Hematological characteristics of sardinian alpha-thalassemia carriers detected in a population study.

88 adults with thalassemia-like red cell indices, normal serum iron and normal hemoglobin (Hb) A2 and F levels, diagnosed in a mass screening had Hb H inclusion bodies studies (65 subjects) or Hb H inclusion bodies studies and globin chain synthesis analysis (23 subjects). The alpha/beta ratio of 0.70 +/- 0.10 was the same as in obligate alpha-thalassemia-1 (alpha-thal) carriers. Hb H inclusion bodies studies were found to be a reliable test for alpha-thal trait identification, resulting positive in approximately 70% of suspected carriers. The alpha-thal carrier defined by Hb H preparation or by globin chain synthesis had significant reduction in the mean Hb level, hematocrit, mean corpuscular hemoglobin and a significant increase in mean red cell count, but there was some overlap with controls.

Prenatal diagnosis of beta thalassemia: experience with 133 cases and the effect of fetal blood sampling on child development.

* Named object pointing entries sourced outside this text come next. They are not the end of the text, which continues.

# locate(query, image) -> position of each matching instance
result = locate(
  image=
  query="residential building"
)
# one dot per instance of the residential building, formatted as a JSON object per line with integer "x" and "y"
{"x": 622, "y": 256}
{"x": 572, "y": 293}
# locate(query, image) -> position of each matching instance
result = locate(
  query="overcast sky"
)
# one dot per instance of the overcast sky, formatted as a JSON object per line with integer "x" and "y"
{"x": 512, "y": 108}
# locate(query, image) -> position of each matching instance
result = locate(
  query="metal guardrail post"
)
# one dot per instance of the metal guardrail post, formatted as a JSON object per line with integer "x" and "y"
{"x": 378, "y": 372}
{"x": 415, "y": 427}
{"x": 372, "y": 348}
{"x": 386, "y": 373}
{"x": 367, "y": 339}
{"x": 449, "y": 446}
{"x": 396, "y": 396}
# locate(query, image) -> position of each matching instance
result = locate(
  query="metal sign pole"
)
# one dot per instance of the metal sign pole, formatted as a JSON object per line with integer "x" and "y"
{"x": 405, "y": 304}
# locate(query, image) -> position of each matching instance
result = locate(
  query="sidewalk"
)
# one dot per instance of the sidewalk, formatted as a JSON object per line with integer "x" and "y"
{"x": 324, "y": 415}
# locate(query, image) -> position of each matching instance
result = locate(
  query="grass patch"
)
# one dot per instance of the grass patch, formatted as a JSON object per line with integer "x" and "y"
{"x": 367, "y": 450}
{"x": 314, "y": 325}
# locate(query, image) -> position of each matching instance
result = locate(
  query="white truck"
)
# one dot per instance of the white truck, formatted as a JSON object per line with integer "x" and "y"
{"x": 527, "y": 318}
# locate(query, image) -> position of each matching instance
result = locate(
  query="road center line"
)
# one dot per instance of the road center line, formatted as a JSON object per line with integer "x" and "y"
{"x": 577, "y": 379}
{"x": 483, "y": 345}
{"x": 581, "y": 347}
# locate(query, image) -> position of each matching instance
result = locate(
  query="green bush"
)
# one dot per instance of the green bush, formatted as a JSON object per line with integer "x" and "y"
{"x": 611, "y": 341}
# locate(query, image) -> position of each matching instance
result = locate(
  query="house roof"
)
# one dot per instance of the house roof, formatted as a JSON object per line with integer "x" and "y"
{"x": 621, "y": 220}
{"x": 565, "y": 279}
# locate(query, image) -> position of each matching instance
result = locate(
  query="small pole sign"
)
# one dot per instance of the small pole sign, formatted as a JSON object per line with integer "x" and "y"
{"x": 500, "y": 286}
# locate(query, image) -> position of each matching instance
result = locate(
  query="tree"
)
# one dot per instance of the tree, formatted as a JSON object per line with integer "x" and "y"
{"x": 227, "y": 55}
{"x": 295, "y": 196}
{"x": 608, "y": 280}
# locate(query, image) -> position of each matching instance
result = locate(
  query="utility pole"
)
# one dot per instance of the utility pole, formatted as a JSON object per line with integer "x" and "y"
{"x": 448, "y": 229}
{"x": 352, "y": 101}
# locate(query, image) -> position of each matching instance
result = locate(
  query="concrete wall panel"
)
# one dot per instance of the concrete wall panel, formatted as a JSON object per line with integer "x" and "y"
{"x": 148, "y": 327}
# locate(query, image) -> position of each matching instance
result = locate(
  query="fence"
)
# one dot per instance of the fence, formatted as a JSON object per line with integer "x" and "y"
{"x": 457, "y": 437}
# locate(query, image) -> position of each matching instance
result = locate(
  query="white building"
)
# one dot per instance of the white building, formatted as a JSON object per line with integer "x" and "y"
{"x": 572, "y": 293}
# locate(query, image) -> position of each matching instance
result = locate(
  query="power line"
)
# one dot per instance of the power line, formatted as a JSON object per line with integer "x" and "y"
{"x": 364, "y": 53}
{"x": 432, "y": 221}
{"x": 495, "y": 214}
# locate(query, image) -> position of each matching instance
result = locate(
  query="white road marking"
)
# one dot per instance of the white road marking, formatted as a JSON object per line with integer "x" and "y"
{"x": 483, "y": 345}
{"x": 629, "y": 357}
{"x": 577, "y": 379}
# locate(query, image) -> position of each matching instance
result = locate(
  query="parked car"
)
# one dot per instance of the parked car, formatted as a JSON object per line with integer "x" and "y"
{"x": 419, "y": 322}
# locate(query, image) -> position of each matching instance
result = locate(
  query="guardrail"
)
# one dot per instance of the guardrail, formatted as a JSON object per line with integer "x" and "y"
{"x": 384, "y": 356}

Prenatal diagnosis was attempted in 133 pregnancies at risk for beta thalassemia (132 cases) or sickle-cell beta 0 thalassemia (1 case). Of these, 76 couples requested diagnosis because they already had children affected with homozygote beta thalassemia (72 cases) or beta+ thalassemia (4 cases). The others were probably at risk for beta 0 thalassemia since this is by far the predominant thalassemia type in Sardinia. Sufficient fetal blood for analysis was obtained by placental aspiration at 18--24 weeks gestation in 130 cases. Ten fetal losses occurred. The pregnancies were followed and no relevant complications were seen. Of the newborns delivered, 45 were followed from birth with particular attention to congenital malformation, neurological, growth, and maturity assessement. No major adverse effect of placentocentesis on child growth and development was observed. Placental samples were analyzed by globin chain synthesis analysis on carboxylmethylcellulose columns. When the placental samples contained more than 20% maternal red cells, fetal red cell enrichment was carried out by anti-i (53 cases) or anti-AB (2 cases) differential agglutination or NH4Cl-NH4HCO3 differential lysis of maternal cells (17 cases). Of the 130 cases, 32 fetuses had no beta-chain radioactivity and one had a beta/gamma ratio of 0.005. These were presumed to be homozygous and all but one were electively aborted. Absence of beta-chain radioactivity was confirmed in 10 abortuses with suitable cord blood samples. A total of 91 infants have been born and are nonhomozygous. Genotype assessment at 6 months after birth in 33 infants showed that there was only a slight overlap between the ranges of normal (0.095 +/- 0.016) and heterozygous (0.05 +/- 0.01) fetal beta/gamma globin chain synthesis ratios.